Поля осторожно выглянула наружу и, взявши конверт, заняла место за русской шалью. Негр вытащил платок и бил им, словно багряным хлыстом по костылю, заливаясь смехом. Мужик в чёрной юбке бросил свой конверт в стеклянный куб — a voté![3] — взвизгнула пенсионерка, та, что напоминала ряхой дрофу, опёрлась на иссохшую ногу и принялась тасовать, точно карточную колоду, фотографии кандидатов. Молодчик повернулся на каблуках–шпильках, поглядел сквозь Полю, словно её и не было.
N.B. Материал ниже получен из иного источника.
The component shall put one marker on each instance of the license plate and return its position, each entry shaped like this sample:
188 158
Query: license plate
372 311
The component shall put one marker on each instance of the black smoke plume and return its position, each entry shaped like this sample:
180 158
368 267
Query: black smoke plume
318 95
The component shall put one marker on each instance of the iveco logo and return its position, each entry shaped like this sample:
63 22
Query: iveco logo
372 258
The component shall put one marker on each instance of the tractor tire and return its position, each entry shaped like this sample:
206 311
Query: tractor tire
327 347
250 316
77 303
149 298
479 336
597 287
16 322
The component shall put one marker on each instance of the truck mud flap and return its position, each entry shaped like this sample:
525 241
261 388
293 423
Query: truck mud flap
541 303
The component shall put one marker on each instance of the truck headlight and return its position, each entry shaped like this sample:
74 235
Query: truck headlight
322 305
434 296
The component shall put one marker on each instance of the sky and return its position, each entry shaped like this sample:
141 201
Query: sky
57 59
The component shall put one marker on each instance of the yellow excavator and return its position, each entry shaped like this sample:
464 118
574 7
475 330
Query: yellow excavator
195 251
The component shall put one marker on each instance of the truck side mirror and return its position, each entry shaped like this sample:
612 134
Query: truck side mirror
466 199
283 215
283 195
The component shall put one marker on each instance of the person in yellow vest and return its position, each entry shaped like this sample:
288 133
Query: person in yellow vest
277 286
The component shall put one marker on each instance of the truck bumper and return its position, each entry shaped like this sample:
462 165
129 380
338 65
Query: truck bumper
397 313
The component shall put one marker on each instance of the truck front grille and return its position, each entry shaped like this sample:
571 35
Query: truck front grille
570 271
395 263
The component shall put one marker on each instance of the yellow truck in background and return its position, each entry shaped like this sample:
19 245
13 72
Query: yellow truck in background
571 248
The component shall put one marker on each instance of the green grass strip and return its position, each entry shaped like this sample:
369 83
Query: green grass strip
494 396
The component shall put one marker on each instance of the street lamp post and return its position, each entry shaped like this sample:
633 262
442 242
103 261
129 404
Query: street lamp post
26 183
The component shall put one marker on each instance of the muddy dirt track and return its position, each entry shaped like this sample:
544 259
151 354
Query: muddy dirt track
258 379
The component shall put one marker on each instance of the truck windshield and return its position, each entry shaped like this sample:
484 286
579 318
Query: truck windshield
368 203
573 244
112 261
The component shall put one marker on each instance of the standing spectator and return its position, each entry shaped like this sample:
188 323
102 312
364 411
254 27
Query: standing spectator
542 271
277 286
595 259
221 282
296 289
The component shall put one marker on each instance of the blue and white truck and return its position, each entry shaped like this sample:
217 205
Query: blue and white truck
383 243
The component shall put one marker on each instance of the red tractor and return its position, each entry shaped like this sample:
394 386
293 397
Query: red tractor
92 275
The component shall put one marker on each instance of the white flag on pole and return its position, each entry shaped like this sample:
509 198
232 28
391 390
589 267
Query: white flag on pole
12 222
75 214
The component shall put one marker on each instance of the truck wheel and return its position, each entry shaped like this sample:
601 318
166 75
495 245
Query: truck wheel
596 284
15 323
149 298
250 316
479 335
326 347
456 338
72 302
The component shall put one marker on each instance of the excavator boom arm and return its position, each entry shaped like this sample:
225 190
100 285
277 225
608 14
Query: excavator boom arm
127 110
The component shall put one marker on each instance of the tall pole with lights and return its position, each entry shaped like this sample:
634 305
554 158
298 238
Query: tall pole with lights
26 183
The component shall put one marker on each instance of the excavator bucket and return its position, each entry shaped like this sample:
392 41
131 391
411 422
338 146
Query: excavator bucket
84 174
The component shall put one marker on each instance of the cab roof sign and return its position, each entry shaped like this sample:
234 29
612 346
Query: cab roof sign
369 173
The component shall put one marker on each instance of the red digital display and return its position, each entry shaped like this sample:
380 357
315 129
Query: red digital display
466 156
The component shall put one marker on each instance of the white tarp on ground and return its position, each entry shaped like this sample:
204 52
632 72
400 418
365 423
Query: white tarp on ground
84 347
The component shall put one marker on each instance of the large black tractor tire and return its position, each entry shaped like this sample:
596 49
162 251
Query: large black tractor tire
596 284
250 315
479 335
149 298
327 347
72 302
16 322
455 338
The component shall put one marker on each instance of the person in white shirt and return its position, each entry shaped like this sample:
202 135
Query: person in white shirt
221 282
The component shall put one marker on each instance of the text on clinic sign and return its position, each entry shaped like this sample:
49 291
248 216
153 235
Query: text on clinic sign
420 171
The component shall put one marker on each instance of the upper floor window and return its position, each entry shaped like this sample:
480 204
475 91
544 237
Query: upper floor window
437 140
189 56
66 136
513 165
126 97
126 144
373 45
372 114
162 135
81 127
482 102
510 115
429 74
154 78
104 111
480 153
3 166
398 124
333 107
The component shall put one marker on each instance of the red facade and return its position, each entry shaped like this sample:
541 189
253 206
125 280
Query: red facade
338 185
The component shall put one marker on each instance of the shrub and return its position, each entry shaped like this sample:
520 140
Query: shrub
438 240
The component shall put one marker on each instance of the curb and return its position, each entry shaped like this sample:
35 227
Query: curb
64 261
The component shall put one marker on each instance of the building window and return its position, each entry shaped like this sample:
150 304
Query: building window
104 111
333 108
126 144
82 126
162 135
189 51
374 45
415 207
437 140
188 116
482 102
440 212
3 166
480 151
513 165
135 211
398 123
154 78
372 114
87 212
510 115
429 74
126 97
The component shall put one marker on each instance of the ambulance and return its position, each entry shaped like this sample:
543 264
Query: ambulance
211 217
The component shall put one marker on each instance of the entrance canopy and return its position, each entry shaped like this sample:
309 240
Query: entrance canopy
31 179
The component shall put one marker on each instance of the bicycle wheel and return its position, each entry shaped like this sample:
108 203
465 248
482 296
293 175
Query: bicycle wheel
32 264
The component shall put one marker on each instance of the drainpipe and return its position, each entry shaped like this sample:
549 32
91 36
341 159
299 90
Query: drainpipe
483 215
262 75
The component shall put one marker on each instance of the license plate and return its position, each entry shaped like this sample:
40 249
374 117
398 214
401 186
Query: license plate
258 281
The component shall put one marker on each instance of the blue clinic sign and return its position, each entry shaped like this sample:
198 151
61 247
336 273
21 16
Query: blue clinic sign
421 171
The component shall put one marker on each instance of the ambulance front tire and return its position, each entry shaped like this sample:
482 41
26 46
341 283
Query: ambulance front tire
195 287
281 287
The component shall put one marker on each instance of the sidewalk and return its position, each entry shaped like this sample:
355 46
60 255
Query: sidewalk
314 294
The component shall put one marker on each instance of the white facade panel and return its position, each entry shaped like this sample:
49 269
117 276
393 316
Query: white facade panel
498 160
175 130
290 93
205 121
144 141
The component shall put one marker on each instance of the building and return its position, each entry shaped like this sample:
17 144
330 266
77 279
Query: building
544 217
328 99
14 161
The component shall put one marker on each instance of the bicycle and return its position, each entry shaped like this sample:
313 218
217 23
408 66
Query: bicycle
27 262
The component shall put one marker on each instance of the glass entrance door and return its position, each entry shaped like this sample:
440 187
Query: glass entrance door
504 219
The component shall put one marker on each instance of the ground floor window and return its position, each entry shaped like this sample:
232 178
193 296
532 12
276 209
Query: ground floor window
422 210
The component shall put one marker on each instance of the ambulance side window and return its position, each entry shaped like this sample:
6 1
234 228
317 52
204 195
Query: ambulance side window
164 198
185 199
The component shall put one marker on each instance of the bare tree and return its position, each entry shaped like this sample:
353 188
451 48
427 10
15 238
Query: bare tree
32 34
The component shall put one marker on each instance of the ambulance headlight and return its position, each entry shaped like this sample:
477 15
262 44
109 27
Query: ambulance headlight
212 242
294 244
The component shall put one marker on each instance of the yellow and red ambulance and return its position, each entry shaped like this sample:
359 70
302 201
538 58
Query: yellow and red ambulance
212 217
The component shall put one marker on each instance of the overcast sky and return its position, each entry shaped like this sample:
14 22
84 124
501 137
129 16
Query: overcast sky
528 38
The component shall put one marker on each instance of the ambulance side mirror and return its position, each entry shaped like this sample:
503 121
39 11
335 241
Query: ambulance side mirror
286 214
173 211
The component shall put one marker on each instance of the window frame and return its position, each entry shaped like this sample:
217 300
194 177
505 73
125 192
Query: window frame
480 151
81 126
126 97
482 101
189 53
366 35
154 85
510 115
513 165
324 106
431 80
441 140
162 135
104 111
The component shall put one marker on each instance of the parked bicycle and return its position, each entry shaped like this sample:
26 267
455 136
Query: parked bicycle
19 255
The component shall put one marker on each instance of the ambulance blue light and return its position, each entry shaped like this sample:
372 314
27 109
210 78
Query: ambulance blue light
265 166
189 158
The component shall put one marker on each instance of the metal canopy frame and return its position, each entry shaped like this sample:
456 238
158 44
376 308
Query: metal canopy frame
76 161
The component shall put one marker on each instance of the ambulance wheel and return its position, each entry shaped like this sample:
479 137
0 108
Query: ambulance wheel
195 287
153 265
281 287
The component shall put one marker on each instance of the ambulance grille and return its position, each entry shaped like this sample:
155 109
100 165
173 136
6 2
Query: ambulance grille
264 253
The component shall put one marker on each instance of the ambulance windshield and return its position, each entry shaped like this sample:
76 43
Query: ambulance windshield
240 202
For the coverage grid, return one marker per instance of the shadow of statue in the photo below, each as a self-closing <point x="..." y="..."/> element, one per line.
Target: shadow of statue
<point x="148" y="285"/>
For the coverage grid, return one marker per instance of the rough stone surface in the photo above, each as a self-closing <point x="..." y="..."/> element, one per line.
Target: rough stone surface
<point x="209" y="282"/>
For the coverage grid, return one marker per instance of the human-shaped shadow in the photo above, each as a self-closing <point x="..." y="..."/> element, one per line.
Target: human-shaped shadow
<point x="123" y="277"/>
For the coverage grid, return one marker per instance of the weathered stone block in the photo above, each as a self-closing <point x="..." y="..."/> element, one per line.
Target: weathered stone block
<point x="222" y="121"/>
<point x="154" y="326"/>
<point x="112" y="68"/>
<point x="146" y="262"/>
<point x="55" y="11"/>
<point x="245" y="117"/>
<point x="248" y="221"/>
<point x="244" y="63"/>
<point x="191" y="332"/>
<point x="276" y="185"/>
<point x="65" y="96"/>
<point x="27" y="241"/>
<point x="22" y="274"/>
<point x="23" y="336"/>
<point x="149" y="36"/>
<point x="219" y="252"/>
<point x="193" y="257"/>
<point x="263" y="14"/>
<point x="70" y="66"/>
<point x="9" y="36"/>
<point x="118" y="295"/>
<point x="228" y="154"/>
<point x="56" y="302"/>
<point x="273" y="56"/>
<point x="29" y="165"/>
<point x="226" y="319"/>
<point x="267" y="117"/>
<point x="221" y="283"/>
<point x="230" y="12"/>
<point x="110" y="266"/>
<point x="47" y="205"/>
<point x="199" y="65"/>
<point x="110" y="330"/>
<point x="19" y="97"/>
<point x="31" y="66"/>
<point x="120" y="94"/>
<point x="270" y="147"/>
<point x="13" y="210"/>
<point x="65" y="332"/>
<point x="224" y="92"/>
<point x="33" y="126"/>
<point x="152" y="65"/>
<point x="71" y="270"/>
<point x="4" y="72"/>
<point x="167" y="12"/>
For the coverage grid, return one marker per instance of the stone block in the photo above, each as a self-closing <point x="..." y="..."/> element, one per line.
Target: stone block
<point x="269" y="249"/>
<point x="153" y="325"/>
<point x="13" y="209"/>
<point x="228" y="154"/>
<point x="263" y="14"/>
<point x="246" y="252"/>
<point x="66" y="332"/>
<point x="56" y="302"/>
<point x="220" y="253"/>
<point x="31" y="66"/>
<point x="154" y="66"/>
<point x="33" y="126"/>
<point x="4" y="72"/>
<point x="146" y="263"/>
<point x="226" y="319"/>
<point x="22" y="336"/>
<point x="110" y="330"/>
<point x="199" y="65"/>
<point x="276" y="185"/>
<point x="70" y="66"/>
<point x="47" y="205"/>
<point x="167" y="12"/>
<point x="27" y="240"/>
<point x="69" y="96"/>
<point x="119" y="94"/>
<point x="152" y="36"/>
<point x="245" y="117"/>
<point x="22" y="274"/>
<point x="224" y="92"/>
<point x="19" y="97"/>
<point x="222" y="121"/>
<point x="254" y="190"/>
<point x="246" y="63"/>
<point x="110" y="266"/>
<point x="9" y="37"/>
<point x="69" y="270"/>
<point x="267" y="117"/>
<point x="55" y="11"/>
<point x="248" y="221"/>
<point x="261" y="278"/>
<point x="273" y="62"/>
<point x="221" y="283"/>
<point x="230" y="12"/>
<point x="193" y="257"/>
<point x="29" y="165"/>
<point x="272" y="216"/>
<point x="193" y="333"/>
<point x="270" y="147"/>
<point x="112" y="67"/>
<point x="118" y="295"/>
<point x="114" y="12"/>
Она вся отразилась в линзах очков — белая рубашка, русая, до пояса коса, расширенные от напряжения глаза, — и пошёл прочь, ловко виляя бёдрами. — Pédé! (голубой!) — прыснула рыжая старуха с козлиной физиономией и в коричневом платье с голубыми рукавами. — Pédé! Pédé! Pédé! — подхватила дрофа, плюнувши при этом в горообразный свиток ветчины, который было высунулся из разрезанного брюха багетты. — Pédé! — выл негр и, обнявши костыль, сам того не зная, танцевал камаринского. Хо — хо! Хо — хо — хо! — вскрикивали в такт ударам подошв члены горсовета и мигали старухам.
Поля протянула паспорт козлолицей. Та откусила шмат ветчины, вмиг проглотила, молниеносно облизалась и прочитала — «Мадмуазель Полина Ис–ш–ш» — тут она высморкалась в палевый клок туалетной бумаги, деликатно спровадила его под парту — «ис–ш–ш-тррр», закашлялась — «атх — атх — атх!», снова прочистила нос, вдохнувши в себя всё его содержимое, и закончила — «ова!» Уфф! — утёрла она голубым рукавом гармошковый лоб.
— Истрова. Полина Истрова, — поправила её Поля глухим от волнения голосом. Жар хлынул к запястьям колючим потоком. У Поли застучало в висках. Она протянула руку и опустила в щель ледяной конверт. Тот тяжко шлёпнулся поверх бумажной пирамиды. — A voté! — крикнула дрофа, а рыжая вернула Поле документик.
— Неужели не заметили! — восхитилась Поля и, ускоряя шаг, пошла к двери: мимо пустых кабинок, мимо утомлённого негра, мимо чернобуквенного плаката «Tout bulletin déchiré ou taché sera nul» (Каждый порванный или испачканный бюллетень недействителен.)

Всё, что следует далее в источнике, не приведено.